A. de Pons. — Il me prête 1,200 francs. — On exécute ma messe une première fois dans
l’église de Saint-Roch. — Une seconde fois dans l’église de Saint-Eustache. — Je la brûle.

    Mon découragement devint donc extrême ; je n’avais rien de spécieux à répliquer aux lettres dont mes parents m’accablaient ; déjà ils menaçaient de me retirer la modique pension qui me faisait vivre à Paris, quand le hasard me fit rencontrer à une représentation de la Didon de Piccini à l’Opéra, un jeune et savant amateur de musique, d’un caractère généreux et bouillant, qui avait assisté en trépignant de colère à ma débâcle musicale de Saint-Roch. Il appartenait à une famille noble du faubourg Saint-Germain, et jouissait d’une certaine aisance. Il s’est ruiné depuis lors ; il a épousé, malgré sa mère, une médiocre cantatrice, élève du Conservatoire ; il s’est fait acteur quand elle a débuté ; il l’a suivie en chantant l’opéra dans les provinces de France et en Italie. Abandonné au bout de quelques années par sa prima donna, il est revenu végéter à Paris, en donnant des leçons de chant. J’ai eu quelquefois l’occasion de lui être utile, dans mes feuilletons du Journal des Débats ; mais c’est un poignant regret pour moi de n’avoir pu faire davantage ; car le service qu’il m’a rendu spontanément a exercé une grande influence sur toute ma carrière, je ne l’oublierai jamais ; il se nommait Augustin de Pons. Il vivait avec bien de la peine, l’an dernier, du produit de ses leçons ! Qu’est-il devenu après la révolution de Février qui a dû lui enlever tous ses élèves ?... Je tremble d’y songer... 

     En m’apercevant au foyer de l’Opéra : « Eh bien, s’écria t-il, de toute la force de ses robustes poumons, et cette messe ! est-elle refaite ? quand l’exécutons-nous tout de bon ? — Mon Dieu, oui, elle est refaite et de plus recopiée. Mais comment voulez-vous que je la fasse exécuter ? — Comment ! parbleu, en payant les artistes. Que vous faut-il ? voyons ! douze cents francs ? quinze cents francs ? deux mille francs ? je vous les prêterai, moi. — De grâce, ne criez pas si fort. Si vous parlez sérieusement, je serai trop heureux d’accepter votre offre, et douze cents francs me suffiront. — C’est dit. Venez chez moi demain matin, j’aurai votre affaire. Nous engagerons tous les choristes de l’Opéra et un vigoureux orchestre. Il faut que Valentino soit content, il faut que nous soyons contents ; il faut que cela marche, sacrebleu ! »

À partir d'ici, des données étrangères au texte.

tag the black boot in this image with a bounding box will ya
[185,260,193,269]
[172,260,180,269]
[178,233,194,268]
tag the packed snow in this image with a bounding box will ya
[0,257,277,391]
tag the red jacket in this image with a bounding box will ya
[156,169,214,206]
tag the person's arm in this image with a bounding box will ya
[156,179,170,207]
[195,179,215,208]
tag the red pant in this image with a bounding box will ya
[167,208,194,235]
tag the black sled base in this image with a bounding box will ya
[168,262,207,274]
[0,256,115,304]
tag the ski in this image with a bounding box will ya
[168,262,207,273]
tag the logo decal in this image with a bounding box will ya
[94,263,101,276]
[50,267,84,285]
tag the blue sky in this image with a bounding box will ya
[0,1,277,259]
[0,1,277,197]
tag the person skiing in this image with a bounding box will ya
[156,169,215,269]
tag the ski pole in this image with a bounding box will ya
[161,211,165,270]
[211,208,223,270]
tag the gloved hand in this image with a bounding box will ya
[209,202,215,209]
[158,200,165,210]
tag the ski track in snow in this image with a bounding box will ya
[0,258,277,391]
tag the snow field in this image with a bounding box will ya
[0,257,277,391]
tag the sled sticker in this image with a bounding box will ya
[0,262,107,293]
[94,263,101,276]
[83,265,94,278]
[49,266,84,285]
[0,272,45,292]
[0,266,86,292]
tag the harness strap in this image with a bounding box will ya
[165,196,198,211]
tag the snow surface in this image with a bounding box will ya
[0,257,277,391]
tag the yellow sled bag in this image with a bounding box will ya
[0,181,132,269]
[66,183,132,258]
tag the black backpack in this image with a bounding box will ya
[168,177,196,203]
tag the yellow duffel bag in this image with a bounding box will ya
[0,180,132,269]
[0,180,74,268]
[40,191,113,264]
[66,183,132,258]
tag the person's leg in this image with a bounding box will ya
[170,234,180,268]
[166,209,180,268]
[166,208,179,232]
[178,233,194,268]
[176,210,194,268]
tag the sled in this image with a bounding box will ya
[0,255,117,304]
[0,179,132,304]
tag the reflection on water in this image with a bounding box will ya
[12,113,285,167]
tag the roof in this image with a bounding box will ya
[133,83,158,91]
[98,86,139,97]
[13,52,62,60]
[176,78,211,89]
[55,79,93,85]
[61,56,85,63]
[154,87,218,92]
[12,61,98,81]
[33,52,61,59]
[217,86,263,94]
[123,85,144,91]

     Et de fait cela marcha. Ma messe fut splendidement exécutée dans l’église de Saint-Roch, sous la direction de Valentino, devant un nombreux auditoire ; les journaux en parlèrent favorablement, et je parvins ainsi, grâce à ce brave de Pons, à m’entendre et à me faire entendre pour la première fois. Tous les compositeurs savent quelle est l’importance et la difficulté, à Paris, de mettre ainsi le pied à l’étrier.

     Cette partition fut encore exécutée longtemps après (en 1827) dans l’église de Saint-Eustache, le jour même de la grande émeute de la rue Saint-Denis.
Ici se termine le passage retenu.